Tuesday, February 23, 2010

Good enough?



One of my favorite verses in the Bible is Matthew 9:12-13. It reads:

"When Jesus Heard this, he said, 'Healthy people don't need a doctor- sick people do.' Then he added, 'Now go and learn the meaning of this scripture: 'I want you to show mercy, not offer sacrifices.' For I have come to call not those who think they are righteous, but those who know they are sinners." Matt 9:12-13

In my life, I have been surrounded with so many wonderful people who just feel like they are not good enough to attend church or pick up a Bible. My heart desires to convince these people that Jesus does not expect perfection from us. That was the law before Christ died on the Cross for us, but because of Christ's death, we have the freedom to serve Jesus despite our sin.
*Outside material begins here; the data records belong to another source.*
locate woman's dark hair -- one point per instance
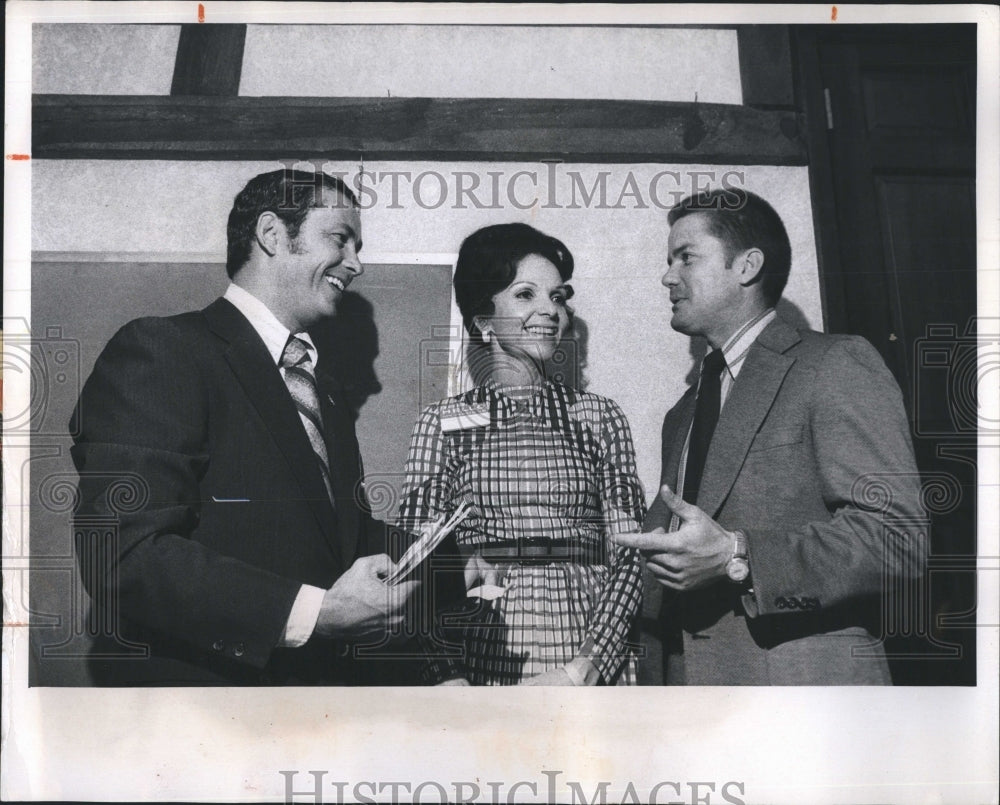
(487, 263)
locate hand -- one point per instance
(557, 676)
(478, 572)
(690, 557)
(584, 669)
(360, 604)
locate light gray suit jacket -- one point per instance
(812, 458)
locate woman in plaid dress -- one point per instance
(549, 472)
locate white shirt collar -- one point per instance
(272, 332)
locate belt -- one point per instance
(543, 551)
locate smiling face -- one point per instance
(706, 292)
(315, 267)
(530, 316)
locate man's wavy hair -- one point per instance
(743, 220)
(289, 194)
(487, 263)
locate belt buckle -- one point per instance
(534, 557)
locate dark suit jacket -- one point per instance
(812, 458)
(201, 508)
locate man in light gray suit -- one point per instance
(790, 499)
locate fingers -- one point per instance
(377, 565)
(401, 592)
(677, 504)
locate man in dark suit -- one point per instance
(219, 508)
(790, 505)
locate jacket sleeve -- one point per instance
(142, 448)
(862, 453)
(622, 508)
(428, 491)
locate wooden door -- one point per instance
(892, 114)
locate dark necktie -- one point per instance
(706, 414)
(301, 384)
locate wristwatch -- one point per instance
(738, 567)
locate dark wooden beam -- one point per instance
(140, 127)
(766, 66)
(209, 60)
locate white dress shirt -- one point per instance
(734, 352)
(305, 611)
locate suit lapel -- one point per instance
(744, 411)
(674, 450)
(254, 368)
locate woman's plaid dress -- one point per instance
(543, 462)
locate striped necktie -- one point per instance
(301, 384)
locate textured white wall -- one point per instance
(180, 208)
(469, 61)
(103, 59)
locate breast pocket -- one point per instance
(771, 438)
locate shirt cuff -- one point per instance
(302, 619)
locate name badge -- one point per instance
(465, 420)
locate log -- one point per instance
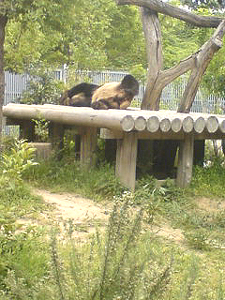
(140, 123)
(88, 147)
(119, 120)
(153, 124)
(126, 157)
(176, 125)
(199, 124)
(185, 161)
(165, 124)
(212, 124)
(188, 124)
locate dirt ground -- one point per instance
(85, 215)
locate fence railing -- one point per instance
(15, 84)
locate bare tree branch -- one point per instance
(175, 12)
(203, 58)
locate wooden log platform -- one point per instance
(127, 126)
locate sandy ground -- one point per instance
(85, 214)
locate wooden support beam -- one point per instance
(27, 130)
(126, 157)
(185, 161)
(88, 147)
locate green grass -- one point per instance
(128, 261)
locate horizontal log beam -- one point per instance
(121, 120)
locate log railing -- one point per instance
(127, 126)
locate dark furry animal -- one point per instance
(79, 95)
(115, 95)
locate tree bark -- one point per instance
(157, 79)
(3, 21)
(175, 12)
(152, 31)
(203, 58)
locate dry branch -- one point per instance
(203, 58)
(175, 12)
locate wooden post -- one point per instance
(27, 130)
(56, 135)
(126, 157)
(88, 147)
(185, 161)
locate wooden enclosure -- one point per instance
(127, 127)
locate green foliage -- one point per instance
(209, 181)
(117, 266)
(17, 161)
(42, 87)
(41, 130)
(215, 4)
(68, 175)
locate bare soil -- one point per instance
(85, 214)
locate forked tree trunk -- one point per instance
(153, 38)
(3, 21)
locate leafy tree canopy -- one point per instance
(214, 4)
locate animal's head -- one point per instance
(130, 85)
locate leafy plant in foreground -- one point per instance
(116, 266)
(17, 161)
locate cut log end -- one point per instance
(212, 124)
(140, 123)
(153, 124)
(188, 124)
(127, 123)
(165, 125)
(199, 125)
(176, 125)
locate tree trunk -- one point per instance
(152, 31)
(174, 12)
(203, 58)
(3, 21)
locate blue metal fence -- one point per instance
(15, 84)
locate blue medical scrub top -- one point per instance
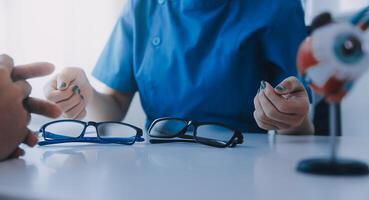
(202, 59)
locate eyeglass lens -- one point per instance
(207, 133)
(66, 129)
(167, 128)
(115, 130)
(71, 129)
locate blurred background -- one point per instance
(73, 33)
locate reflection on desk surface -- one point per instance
(262, 168)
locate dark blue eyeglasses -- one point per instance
(62, 131)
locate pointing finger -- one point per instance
(32, 70)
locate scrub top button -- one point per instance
(161, 2)
(156, 41)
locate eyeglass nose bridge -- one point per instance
(91, 123)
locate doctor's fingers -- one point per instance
(76, 111)
(261, 116)
(55, 95)
(22, 89)
(293, 105)
(42, 107)
(263, 124)
(70, 103)
(32, 70)
(274, 114)
(68, 76)
(6, 60)
(289, 85)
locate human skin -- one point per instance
(284, 108)
(16, 105)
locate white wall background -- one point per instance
(73, 33)
(63, 32)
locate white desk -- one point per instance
(262, 168)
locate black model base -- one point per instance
(328, 166)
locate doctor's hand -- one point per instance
(283, 108)
(71, 91)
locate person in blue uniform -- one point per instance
(228, 61)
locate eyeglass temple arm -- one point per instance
(160, 141)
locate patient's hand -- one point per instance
(284, 108)
(16, 106)
(71, 91)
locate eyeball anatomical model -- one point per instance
(335, 55)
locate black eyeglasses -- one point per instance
(165, 130)
(63, 131)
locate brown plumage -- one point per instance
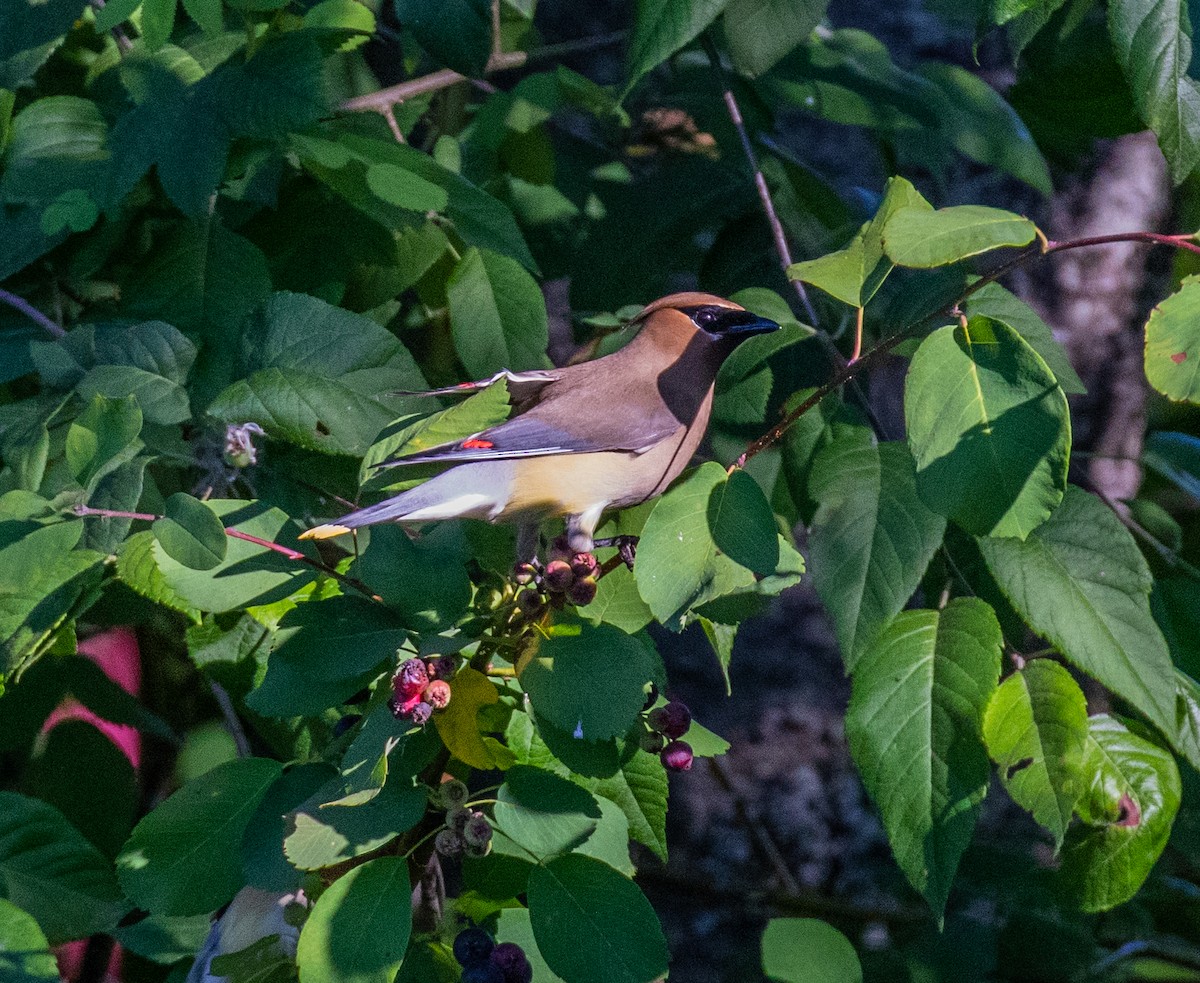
(585, 438)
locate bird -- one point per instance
(582, 439)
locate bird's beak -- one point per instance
(743, 323)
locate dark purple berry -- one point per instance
(582, 592)
(671, 720)
(481, 972)
(411, 679)
(437, 694)
(558, 575)
(473, 946)
(449, 843)
(583, 564)
(677, 756)
(511, 960)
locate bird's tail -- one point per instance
(474, 491)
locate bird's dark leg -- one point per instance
(627, 547)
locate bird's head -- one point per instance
(681, 321)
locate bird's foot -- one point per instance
(625, 545)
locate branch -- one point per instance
(33, 313)
(847, 372)
(287, 551)
(760, 181)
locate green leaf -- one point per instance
(808, 951)
(1036, 729)
(359, 928)
(185, 857)
(871, 537)
(329, 649)
(856, 273)
(1153, 47)
(999, 304)
(25, 955)
(594, 925)
(497, 315)
(989, 429)
(48, 869)
(913, 726)
(250, 574)
(321, 377)
(1127, 813)
(592, 683)
(663, 27)
(102, 437)
(545, 814)
(1173, 343)
(456, 33)
(925, 239)
(190, 533)
(1081, 582)
(762, 31)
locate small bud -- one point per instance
(558, 575)
(449, 843)
(677, 756)
(478, 831)
(473, 946)
(510, 959)
(652, 742)
(454, 792)
(582, 592)
(585, 564)
(671, 720)
(411, 678)
(443, 667)
(437, 694)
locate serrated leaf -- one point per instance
(185, 856)
(359, 928)
(594, 925)
(871, 535)
(808, 951)
(989, 429)
(1173, 343)
(855, 274)
(913, 726)
(1127, 814)
(1036, 727)
(190, 533)
(48, 869)
(497, 315)
(925, 239)
(1080, 581)
(1153, 47)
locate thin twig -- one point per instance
(277, 547)
(33, 313)
(760, 181)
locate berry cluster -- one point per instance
(568, 576)
(666, 725)
(468, 831)
(484, 961)
(420, 687)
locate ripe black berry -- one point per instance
(511, 960)
(473, 946)
(671, 720)
(677, 756)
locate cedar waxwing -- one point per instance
(586, 438)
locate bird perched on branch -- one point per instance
(582, 439)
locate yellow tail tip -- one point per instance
(324, 532)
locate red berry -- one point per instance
(677, 756)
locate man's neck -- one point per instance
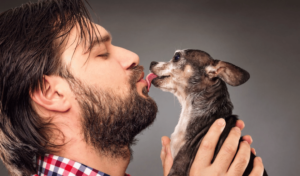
(80, 151)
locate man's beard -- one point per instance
(110, 123)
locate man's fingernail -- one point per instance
(253, 150)
(246, 142)
(237, 129)
(221, 122)
(259, 159)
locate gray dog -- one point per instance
(199, 83)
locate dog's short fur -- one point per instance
(199, 83)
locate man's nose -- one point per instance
(126, 58)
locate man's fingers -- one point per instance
(165, 155)
(240, 124)
(241, 160)
(258, 167)
(228, 150)
(207, 147)
(248, 139)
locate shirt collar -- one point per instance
(52, 165)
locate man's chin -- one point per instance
(142, 90)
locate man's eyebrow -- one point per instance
(98, 40)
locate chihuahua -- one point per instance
(199, 83)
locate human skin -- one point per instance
(110, 71)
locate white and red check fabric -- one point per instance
(52, 165)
I remember before I began my relationship with Christ about 6 years ago, I struggled with guilt from my past. Silly that things from my past held me back from a relationship with my Savior, who just wanted me, sin and all, to come to him how I was. I thought I had to 'fix' myself and clean up my messy life before I could be in a relationship with Jesus.

I am so thankful that Jesus grabbed hold of my confused heart and told me to come how I was. It is up to Him to fix me. When a dear friend of mine passed away during this time in my life, I was quickly reminded of how fragile and short life is. I desired to be in relationship with Jesus, not because I was scared to die, but because I wanted to live the rest of my life with a purpose. I only have a short time on this Earth, and I want to spend that time introducing people I love to Jesus. I want us to spend eternity in Heaven together.

So my friend, if you are reading this and you have been holding Jesus at arms length because you are ashamed of a life you have lived so far, I am here to tell you to stop trying to fix yourself. Jesus did not come to save perfect people, but people like you and I who struggle with different forms of sin on a daily basis.

Don't waist anymore time wishing that you could be good enough for Jesus. He desires to change your heart and use you for a much bigger purpose than you or I realize. Let today be the day.